Red Hills: Migrants and the State in the Highlands of Vietnam

Red Hills: Migrants and the State in the Highlands of Vietnam
Andrew Hardy, author
Date of publication:  2005
Publisher:  ISEAS / NIAS
Number of pages:  384
Code:  IU21

Review

"The migration of some six million Vietnamese from the lowlands to the hills and mountains was one of the largest population transfers in twentieth-century Southeast Asia. Unlike the Indonesian transmigration program, however, the Vietnamese resettlement experience has received little scholarly attention. With this impressively researched volume, for which he won the 2005 Henry J. Benda Prize for Outstanding New Scholar of Southeast Asian Studies, Andrew Hardy has gone a long way toward filling this void" (Pacific Affairs).

About the publication

A groundbreaking study of the settlement of Vietnam's highland regions, this volume offers a historical analysis of and provides profound insights into the political economy of migration both in Vietnam and elsewhere.
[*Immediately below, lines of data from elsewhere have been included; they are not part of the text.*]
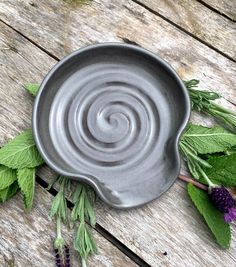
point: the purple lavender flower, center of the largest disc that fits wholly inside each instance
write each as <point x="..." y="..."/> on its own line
<point x="67" y="256"/>
<point x="57" y="258"/>
<point x="224" y="202"/>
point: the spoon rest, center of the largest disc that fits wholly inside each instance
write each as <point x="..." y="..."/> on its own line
<point x="111" y="115"/>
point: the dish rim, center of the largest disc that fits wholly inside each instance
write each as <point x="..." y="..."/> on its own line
<point x="82" y="177"/>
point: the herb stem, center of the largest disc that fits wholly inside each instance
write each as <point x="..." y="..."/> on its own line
<point x="83" y="262"/>
<point x="59" y="227"/>
<point x="190" y="180"/>
<point x="211" y="185"/>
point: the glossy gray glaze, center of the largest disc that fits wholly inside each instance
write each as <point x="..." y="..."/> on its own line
<point x="111" y="115"/>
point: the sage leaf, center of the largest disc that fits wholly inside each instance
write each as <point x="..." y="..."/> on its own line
<point x="213" y="217"/>
<point x="223" y="171"/>
<point x="32" y="88"/>
<point x="26" y="181"/>
<point x="7" y="177"/>
<point x="9" y="192"/>
<point x="206" y="140"/>
<point x="21" y="152"/>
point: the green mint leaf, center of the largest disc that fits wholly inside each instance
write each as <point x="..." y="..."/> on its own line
<point x="59" y="205"/>
<point x="9" y="192"/>
<point x="32" y="88"/>
<point x="208" y="140"/>
<point x="212" y="216"/>
<point x="26" y="181"/>
<point x="21" y="152"/>
<point x="223" y="171"/>
<point x="7" y="177"/>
It shows how socialist policies especially changed the face of the highlands, as settlers from the plains turned the hills 'red'. Placing people's experiences in the context of government policy and national history, this book can be read as a contribution to migration studies in Southeast Asia, but also as a grassroots history of twentieth-century Vietnam. Written in a lively style and illustrated by numerous maps and photographs, this study promises to become a classic in Vietnamese historical studies.
          In recognition of the contribution made by this study, Andrew Hardy was awarded the 2005 Harry J. Benda Prize for Outstanding New Scholar of Southeast Asian Studies.